Destructive Command Guard
ReviewAudited by ClawScan on May 10, 2026.
Overview
This appears to be a legitimate command-safety tool, but users should review it because the artifacts show possible protection gaps, an unpinned remote installer, and local command-history/telemetry storage.
Before installing, verify the exact source and release, avoid unreviewed curl-to-bash installation if possible, test the hook against the specific packs you plan to rely on, and review or disable any history/telemetry storage. Treat it as a helpful guardrail, not a complete guarantee against destructive commands.
Findings (5)
Artifact-based informational review of SKILL.md, metadata, install specs, static scan signals, and capability signals. ClawScan does not execute the skill or run runtime probes.
A user may believe destructive non-core commands are blocked when the actual hook path may allow them.
The artifact itself describes a current protection gap that can contradict the README/SKILL claims about broad Docker, Kubernetes, database, cloud, and other pack coverage.
Non-Core Packs Are Unreachable in Hook Mode ... enabled packs can silently not run ... `dcg test` might report "BLOCKED," while the actual hook would allow the same command.
Before relying on this as a safety layer, test hook-mode behavior for every enabled pack and treat broad pack claims as unverified until the maintainer demonstrates the gap is fixed.
Installing this way can run code that differs from the reviewed package version.
The recommended quick install executes a mutable remote script from the master branch with cache busting, rather than a pinned reviewed artifact.
curl -fsSL "https://raw.githubusercontent.com/Dicklesworthstone/destructive_command_guard/master/install.sh?$(date +%s)" | bash -s -- --easy-mode
Prefer a pinned release with checksum verification or review the installer locally before running it; the maintainer should publish a pinned install spec for the registry version.
Shell commands can contain secrets, tokens, private paths, or project-sensitive details that may remain in local history or exports.
The tool sees shell commands, and these dependency comments indicate persistent telemetry/history storage and export.
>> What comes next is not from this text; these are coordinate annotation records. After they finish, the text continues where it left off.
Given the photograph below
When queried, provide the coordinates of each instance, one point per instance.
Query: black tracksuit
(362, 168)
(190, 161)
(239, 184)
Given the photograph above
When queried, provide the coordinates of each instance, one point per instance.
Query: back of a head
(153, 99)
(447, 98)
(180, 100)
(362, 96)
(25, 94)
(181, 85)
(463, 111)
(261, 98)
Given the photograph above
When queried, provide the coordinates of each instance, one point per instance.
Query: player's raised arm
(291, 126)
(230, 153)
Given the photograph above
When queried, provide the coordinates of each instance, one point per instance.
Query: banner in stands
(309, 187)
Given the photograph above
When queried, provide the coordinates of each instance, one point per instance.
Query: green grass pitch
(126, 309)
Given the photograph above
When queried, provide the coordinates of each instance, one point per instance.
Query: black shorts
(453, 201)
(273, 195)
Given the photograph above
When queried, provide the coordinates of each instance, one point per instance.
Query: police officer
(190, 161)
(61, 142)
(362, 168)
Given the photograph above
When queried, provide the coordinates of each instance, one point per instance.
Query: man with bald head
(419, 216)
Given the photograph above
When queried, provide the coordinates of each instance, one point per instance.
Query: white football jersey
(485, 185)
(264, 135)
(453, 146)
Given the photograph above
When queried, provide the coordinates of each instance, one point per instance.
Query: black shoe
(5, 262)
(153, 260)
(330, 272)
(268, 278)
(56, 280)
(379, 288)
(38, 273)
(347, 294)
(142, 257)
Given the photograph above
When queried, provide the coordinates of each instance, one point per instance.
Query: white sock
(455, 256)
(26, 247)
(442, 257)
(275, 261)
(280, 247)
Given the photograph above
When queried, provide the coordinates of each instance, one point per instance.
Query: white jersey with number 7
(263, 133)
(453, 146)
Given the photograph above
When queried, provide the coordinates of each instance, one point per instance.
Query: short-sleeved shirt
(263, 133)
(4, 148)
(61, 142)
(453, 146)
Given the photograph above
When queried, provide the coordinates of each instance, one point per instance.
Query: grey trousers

The provided artifacts do not clearly bound what command data is stored, redacted, retained, or exported.
rusqlite = { version = "0.35", features = ["bundled"] } # Telemetry database ... flate2 = "1.0" # Gzip compression for history exportReview and configure history/telemetry settings before use, clear stored history if not needed, and avoid putting secrets directly in shell commands.
The tool can affect future agent command execution by allowing or denying commands.
A persistent command hook is central to the stated purpose and is disclosed, but it will continue mediating agent shell commands once installed.
Claude Code calls `dcg` as a `PreToolUse` hook: ... Extract Bash command string ... Quick reject / keyword gating
Understand where the hook is installed, keep an uninstall path available, and verify that its allow/deny policy matches your workflow.
Connected agents may be able to ask the tool to inspect commands or files, depending on how the MCP server is enabled.
MCP/server integration and file scanning are purpose-aligned, but they create an agent-facing interface that can process command text and selected file contents.
dcg includes an MCP server mode (`dcg mcp-server`) exposing: - `check_command`: Evaluate a command - `scan_file`: Scan files for destructive commands - `explain_pattern`: Explain a dcg rule
Enable MCP mode only for trusted agents and projects, and confirm what file paths the connected agent is allowed to scan.